Arisman Wijaja dipenjara oleh Komisi Pemberantasan Korupsi KPK. Dia adalah CEO pengembang real estate besar Agung Pomodoro Land, yang sedang mengembangkan Gulf Island. Wijaga dituduh memberikan 70.000 euro kepada anggota dewan kota untuk mempercepat prosedur mendapatkan izin pembagian pulau. Penasihat Muhammad Al-Senussi juga ditangkap. Sugianto “Agwan” Sukuma, pimpinan raksasa konstruksi lainnya, Agung Sedayu Group, juga menghadapi kemungkinan dakwaan oleh KPK. Dia tidak diizinkan meninggalkan negaranya saat ini.

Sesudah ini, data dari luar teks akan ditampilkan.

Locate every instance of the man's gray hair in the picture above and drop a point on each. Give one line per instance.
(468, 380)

Setelah penangkapan tersebut, semua perizinan untuk mega proyek tersebut kini sedang diabaikan. Apa yang terjadi, menurut sebuah surat kabar lokal, adalah “kekacauan hukum”, dan kekacauan ini, dalam kasus terburuk, dapat berarti akhir dari keseluruhan proyek yang melibatkan perusahaan-perusahaan terbesar Belanda – perusahaan teknik Witteveen, Bos, Haskoning dan buldoser. Van Oord dan Boskalis masih bekerja, dan berharap bisa bekerja selama bertahun-tahun.
Rencana ambisius
“Ini jelas tidak baik untuk bisnis,” kata Peter Frog dari Haskoning. Jika hal tersebut tidak baik bagi perusahaan, maka juga tidak baik bagi buldoser Belanda, karena mereka adalah garda terdepan dalam proyek ini. Vroij: “Sebuah perusahaan Belanda beroperasi di hampir setiap pulau di 17 pulau.”

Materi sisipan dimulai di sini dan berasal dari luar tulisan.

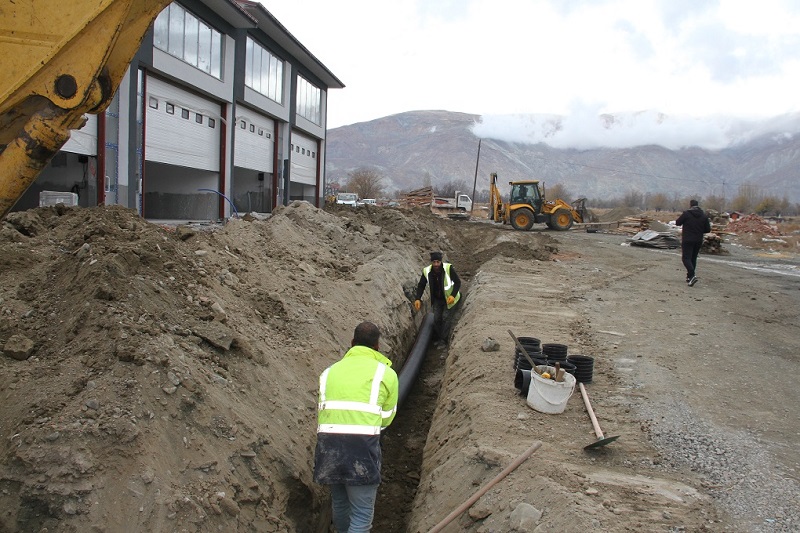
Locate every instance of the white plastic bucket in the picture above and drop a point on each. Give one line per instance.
(547, 395)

Pulau-pulau tersebut menyediakan ribuan hektar lahan konstruksi baru yang mahal dimana kawasan perumahan mewah dan apartemen mahal sedang dibangun. Menyemprot 17 pulau dan menyiapkannya untuk pembangunan merupakan pekerjaan besar, namun di balik tugas ini terdapat proyek yang lebih besar yang harus dikerjakan oleh kapal keruk Belanda. Pulau-pulau tersebut merupakan bagian dari rencana ambisius untuk membangun tanggul laut besar di lepas pantai Jakarta untuk melindungi kota, yang perlahan-lahan tenggelam, dari naiknya air laut.

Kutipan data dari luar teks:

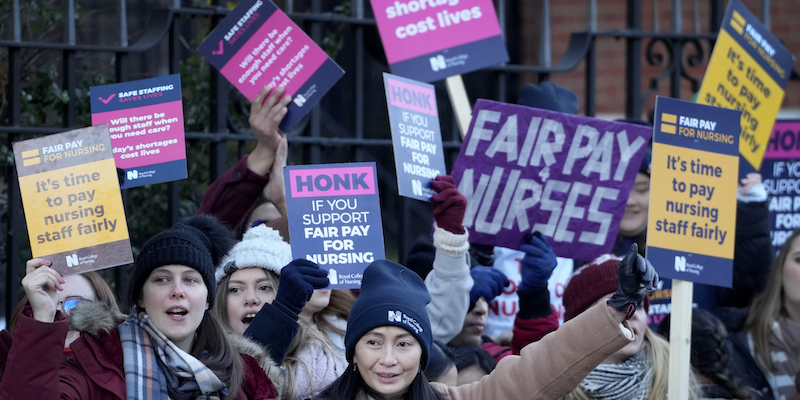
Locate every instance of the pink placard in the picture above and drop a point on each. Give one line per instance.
(413, 28)
(411, 97)
(145, 135)
(344, 181)
(277, 54)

Belanda juga berharap mendapat bagian besar dalam proyek bernilai miliaran dolar ini, namun pertahanan laut yang mencakup pulau-pulau kini terancam. Dan ini bukanlah akhir dari permasalahannya. Pejuang korupsi KP telah mengumumkan bahwa mereka sekarang akan menyelidiki semua proyek reklamasi lahan besar di Indonesia, yang dapat berarti lebih banyak pekerjaan yang harus dilakukan untuk buldoser tersebut.
Balas dendam politik
KPK sepertinya sudah tidak bisa dihentikan lagi. Indonesia menyaksikan dengan takjub ketika para pejuang antikorupsi berani melawan beberapa orang paling berkuasa di negara ini dan berteriak keras bahwa perjuangan mereka tidak akan berhenti sampai disitu saja. Sugianto ‘Aguan’ Sukuma terkait erat dengan Tommy Winata, seorang raja real estat yang tak tersentuh berkat koneksinya di kalangan militer, polisi, dan politik terkemuka.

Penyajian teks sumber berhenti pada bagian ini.